Scott Westerfeld’s Leviathan series


The Leviathan Trilogy by Scott Westerfeld

I flew through these books (pun intended.) – loved the steampunk world, the alternate history, the characters…ooh everything. This is going to be a very gushy review, bear with me. It has World War 1, but with genetically fabricated creatures, mechanical creatures and crazy machines. The alternate history didn’t feel far-fetched, and we still got all the classic things that make the World War 1 era so fascinating. It was such a time of change and discovery – something which Westerfeld uses to great advantage.

The main characters, Deryn Sharp and Prince Aleksander were fabulous. Deryn dresses as a boy to join the British Air Service on board the Leviathan, a fabricated “beastie” that resembles a giant whale. That flies. When the ship is shot down in the middle of the icy Alps, she meets Alek, a prince on the run from the people who killed his father – who just happens to be Franz Ferdinand. No big deal. The two form a deep friendship and become allies even though they are technically on opposite sides of the war. Deryn trusts Alek, and even starts to feel something more than friendship, but can she trust him with her greatest secret and reveal her gender? Alek’s journey is complex and well-written. He must break free of the sheltered world of his childhood and become an independent person. He is dealing with the guilt of feeling as if his birth caused the war, and wondering if he has a way to put it to a stop.

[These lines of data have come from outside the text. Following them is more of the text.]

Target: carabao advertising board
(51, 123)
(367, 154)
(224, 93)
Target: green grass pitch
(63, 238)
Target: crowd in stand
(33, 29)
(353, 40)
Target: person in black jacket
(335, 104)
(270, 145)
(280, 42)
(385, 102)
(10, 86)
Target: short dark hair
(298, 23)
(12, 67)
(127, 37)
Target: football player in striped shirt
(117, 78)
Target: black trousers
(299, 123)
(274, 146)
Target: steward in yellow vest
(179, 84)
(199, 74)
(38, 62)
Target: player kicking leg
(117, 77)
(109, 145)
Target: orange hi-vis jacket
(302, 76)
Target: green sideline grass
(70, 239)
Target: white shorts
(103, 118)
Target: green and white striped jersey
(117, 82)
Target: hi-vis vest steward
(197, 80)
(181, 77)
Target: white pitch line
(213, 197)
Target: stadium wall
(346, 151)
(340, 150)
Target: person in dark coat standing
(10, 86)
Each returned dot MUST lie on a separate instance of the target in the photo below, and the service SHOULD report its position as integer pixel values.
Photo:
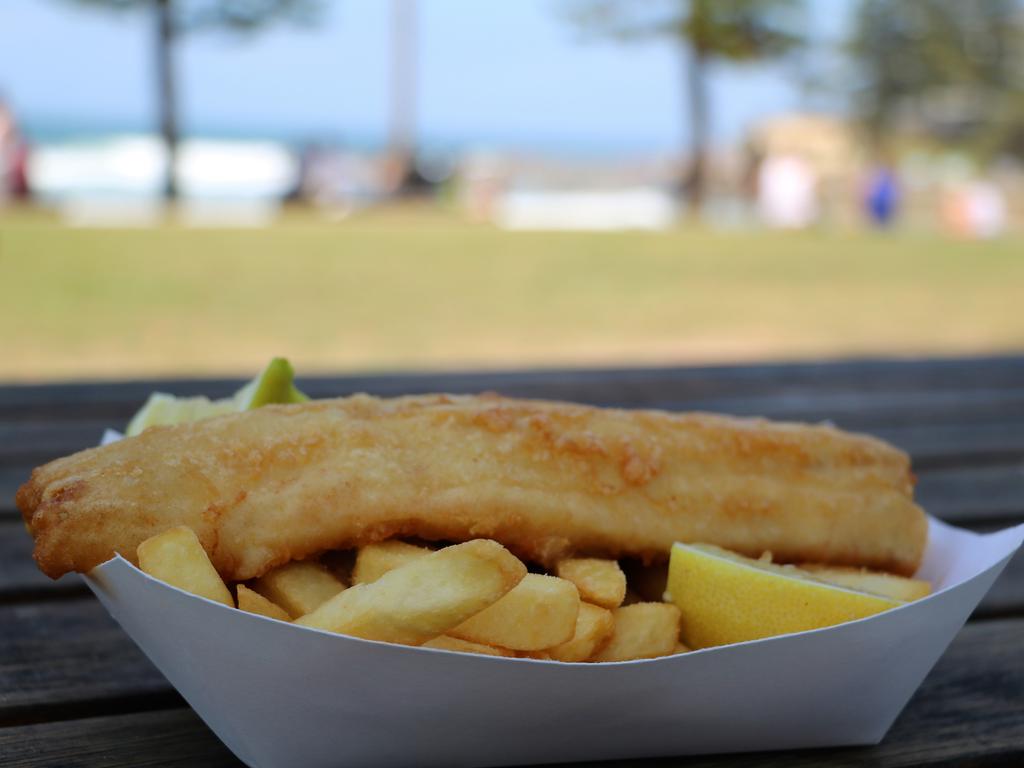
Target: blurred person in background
(976, 210)
(882, 195)
(786, 193)
(13, 159)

This is such a fast-paced, detailed series – I’m glad I started reading them right before the third book (Goliath) came out. Waiting around for these would have been awful! These could be great for a large age range. There isn’t anything really “grown-up” in these books. The characters swear, but Westerfeld has made up his own new lexicon of creative swear words. I haven’t seen many kids reading these – not sure the steampunk genre has taken off in the real world like it has in my head…but I’d love to get these more popular. They’re just fascinating, and the illustrations by Keith Thompson (no relation!) are superb.

And the ending. Oh, the ending. The trilogy kept me on the edge of my seat, and did not disappoint in the least at the end. It was one of those endings that had me tearing up and cheering at the same time. I don’t want to spoil anything, but…just…oh. So good.

Easily the best YA books I’ve read recently. Go read them!